Thank you very much.
See https://forum.arduino.cc/index.php?topic=435065.0 (https://forum.arduino.cc/index.php?topic=435065.0) and http://provideyourown.com/2012/secret-arduino-voltmeter-measure-battery-voltage/ (http://provideyourown.com/2012/secret-arduino-voltmeter-measure-battery-voltage/)
The output of a 5V power bank will be 5V regardless of battery level, until the battery is empty.
Thank you very much
powerbanks internally have a 3.7V lithium battery and 5V boost converter. The state of charge is
indicated by a row of LEDs. If you want more sophisticated you may have to roll your own...
Just for your own reference here is a link to getting the values for a divider:
You would actually need a voltage reference that is independent of the power supply you are trying to measure. You can't measure a power supply when it's also the reference.
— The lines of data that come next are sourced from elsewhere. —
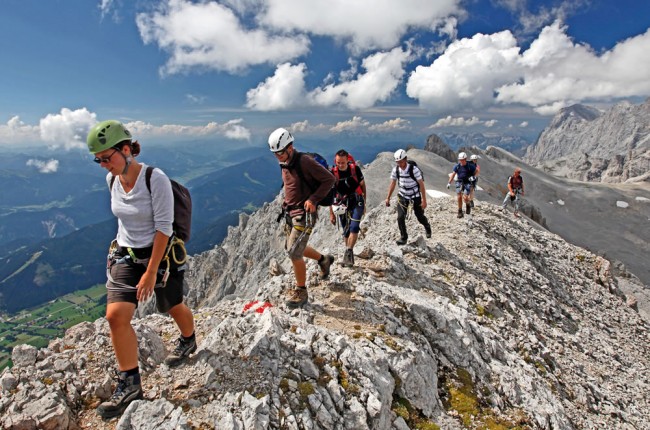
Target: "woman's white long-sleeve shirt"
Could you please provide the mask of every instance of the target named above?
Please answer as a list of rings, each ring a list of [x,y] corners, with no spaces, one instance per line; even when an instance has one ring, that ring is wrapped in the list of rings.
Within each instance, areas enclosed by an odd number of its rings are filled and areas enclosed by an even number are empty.
[[[174,221],[174,194],[169,178],[165,173],[154,168],[151,172],[151,193],[147,189],[145,174],[147,166],[142,169],[135,181],[135,186],[128,193],[122,188],[119,178],[115,178],[111,189],[111,211],[117,217],[117,243],[123,247],[146,248],[153,244],[156,231],[166,236],[172,234]],[[110,173],[106,183],[110,186]]]

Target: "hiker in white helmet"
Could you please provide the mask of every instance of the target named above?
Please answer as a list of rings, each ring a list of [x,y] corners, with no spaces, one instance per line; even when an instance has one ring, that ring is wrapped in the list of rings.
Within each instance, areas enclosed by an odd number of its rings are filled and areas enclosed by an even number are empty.
[[[469,203],[469,195],[471,192],[471,182],[474,181],[474,174],[476,173],[476,166],[467,162],[467,154],[461,152],[458,154],[458,164],[454,166],[454,171],[449,177],[447,189],[456,179],[456,195],[458,196],[458,218],[463,215],[463,200],[465,201],[466,213],[471,213],[471,206]]]
[[[330,266],[334,262],[334,256],[321,254],[307,245],[318,215],[318,204],[330,193],[333,197],[334,175],[314,157],[298,152],[293,146],[293,135],[284,128],[278,128],[269,135],[269,149],[282,170],[282,215],[287,232],[285,246],[296,277],[296,286],[288,291],[286,303],[290,308],[296,308],[309,299],[304,257],[318,262],[322,279],[329,276]]]
[[[393,159],[396,166],[391,171],[386,206],[390,206],[390,196],[393,194],[395,186],[399,184],[397,192],[397,225],[400,238],[397,240],[397,244],[404,245],[408,240],[406,215],[411,204],[413,205],[415,217],[424,226],[425,234],[429,238],[431,237],[431,225],[424,215],[424,209],[427,207],[427,193],[424,187],[422,171],[415,161],[408,160],[406,151],[403,149],[398,149],[393,155]]]

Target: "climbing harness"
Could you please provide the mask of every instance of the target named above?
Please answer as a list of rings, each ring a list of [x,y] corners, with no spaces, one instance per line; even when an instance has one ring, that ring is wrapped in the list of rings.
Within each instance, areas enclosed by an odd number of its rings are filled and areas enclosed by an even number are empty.
[[[108,248],[108,257],[106,259],[106,272],[108,278],[112,279],[110,270],[111,267],[115,264],[143,264],[146,266],[149,262],[149,258],[151,257],[152,248],[153,246],[141,249],[120,247],[117,244],[117,240],[113,240]],[[172,262],[178,268],[185,264],[186,261],[187,250],[185,249],[185,242],[182,239],[176,237],[176,235],[172,235],[167,242],[165,253],[162,260],[160,261],[160,264],[158,265],[158,273],[162,275],[160,287],[164,288],[167,283],[167,279],[169,279]]]
[[[292,228],[295,228],[300,232],[300,235],[298,238],[293,242],[293,245],[291,245],[291,248],[289,248],[289,254],[293,253],[295,251],[296,246],[302,241],[302,239],[305,237],[305,235],[310,235],[312,230],[314,229],[314,215],[307,212],[305,213],[305,225],[304,227],[301,225],[292,225]]]

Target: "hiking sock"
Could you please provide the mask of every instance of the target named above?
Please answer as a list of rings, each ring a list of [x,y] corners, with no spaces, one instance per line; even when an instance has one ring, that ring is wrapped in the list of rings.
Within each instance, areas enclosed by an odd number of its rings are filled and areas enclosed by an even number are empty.
[[[125,373],[127,378],[129,376],[139,375],[140,374],[140,368],[139,367],[134,367],[133,369],[123,370],[122,373]]]
[[[318,262],[319,262],[319,263],[322,263],[323,260],[325,260],[325,254],[321,254],[321,255],[320,255],[320,258],[318,259]],[[298,288],[300,288],[300,287],[298,287]],[[302,288],[304,288],[304,287],[302,287]]]
[[[139,367],[134,367],[133,369],[120,371],[120,373],[122,375],[124,375],[125,380],[128,377],[133,376],[133,383],[136,384],[136,385],[140,384],[140,368]]]
[[[181,339],[183,339],[183,342],[185,343],[190,343],[196,339],[196,333],[192,332],[192,335],[188,337],[183,336],[183,334],[181,333]]]

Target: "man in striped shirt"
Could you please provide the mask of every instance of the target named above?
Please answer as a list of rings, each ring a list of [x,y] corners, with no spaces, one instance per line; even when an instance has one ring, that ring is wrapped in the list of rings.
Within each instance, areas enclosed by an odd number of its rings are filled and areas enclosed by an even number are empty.
[[[400,238],[397,244],[404,245],[408,240],[406,215],[411,203],[413,204],[415,217],[424,226],[427,237],[431,237],[431,225],[424,215],[424,209],[427,207],[427,193],[424,188],[422,171],[414,161],[407,160],[406,151],[403,149],[398,149],[395,152],[394,158],[397,166],[390,175],[386,206],[390,206],[390,196],[395,190],[395,185],[399,184],[399,190],[397,192],[397,225],[399,226]]]

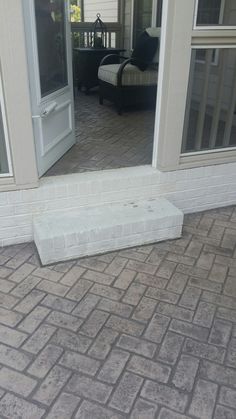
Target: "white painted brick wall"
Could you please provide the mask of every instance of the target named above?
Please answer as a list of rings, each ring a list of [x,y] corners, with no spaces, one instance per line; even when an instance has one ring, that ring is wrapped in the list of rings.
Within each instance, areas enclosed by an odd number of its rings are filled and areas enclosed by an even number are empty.
[[[43,264],[181,236],[183,212],[166,199],[83,207],[34,218]],[[63,226],[63,227],[62,227]]]
[[[37,189],[0,193],[0,246],[32,240],[36,214],[165,197],[185,213],[236,204],[236,163],[176,172],[149,166],[45,178]]]

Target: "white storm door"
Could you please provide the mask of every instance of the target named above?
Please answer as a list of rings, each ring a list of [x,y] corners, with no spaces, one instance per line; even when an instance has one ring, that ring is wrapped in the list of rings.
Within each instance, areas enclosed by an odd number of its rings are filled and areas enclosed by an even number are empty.
[[[69,0],[23,0],[39,176],[75,143]]]

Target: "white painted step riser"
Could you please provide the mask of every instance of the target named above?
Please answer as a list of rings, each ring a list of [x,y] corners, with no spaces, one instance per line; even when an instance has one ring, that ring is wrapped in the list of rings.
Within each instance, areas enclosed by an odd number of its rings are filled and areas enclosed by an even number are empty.
[[[135,234],[144,234],[145,232],[151,231],[158,231],[158,229],[168,228],[170,224],[176,226],[179,223],[178,217],[167,218],[163,222],[160,221],[147,221],[144,223],[135,223],[135,224],[128,224],[128,225],[118,225],[113,228],[97,228],[96,230],[84,231],[80,232],[79,234],[72,233],[66,236],[55,236],[51,238],[51,242],[48,244],[48,248],[50,246],[54,246],[56,248],[64,248],[70,247],[75,245],[75,243],[79,242],[80,244],[84,244],[87,242],[96,242],[99,240],[109,240],[109,239],[116,239],[119,237],[127,237],[129,235]],[[47,240],[48,241],[48,240]]]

Hence you would need a voltage reference and a voltage divider with the power supply voltage at the top. the divider output would then go into the ADC and the ADC should be configured to use the external voltage reference. In this way, you can measure your battery voltage.
Isn't it great that Atmel has thought of that and provides us with the fixed 1.1V reference (https://www.arduino.cc/reference/en/language/functions/analog-io/analogreference/)?
Take care that is not always exactly 1.1V, you should measure it.
Actually that's true. I forgot about the bandgap reference internally in the AVR chip. This can also be used. As mentioned, it's not as accurate as a precision reference, but if you're just measuring battery voltage, it can probably give you the voltage with around tens of mV precision.
It's stable - you just have to measure the actual voltage once (for each individual chip), and then you can use that number.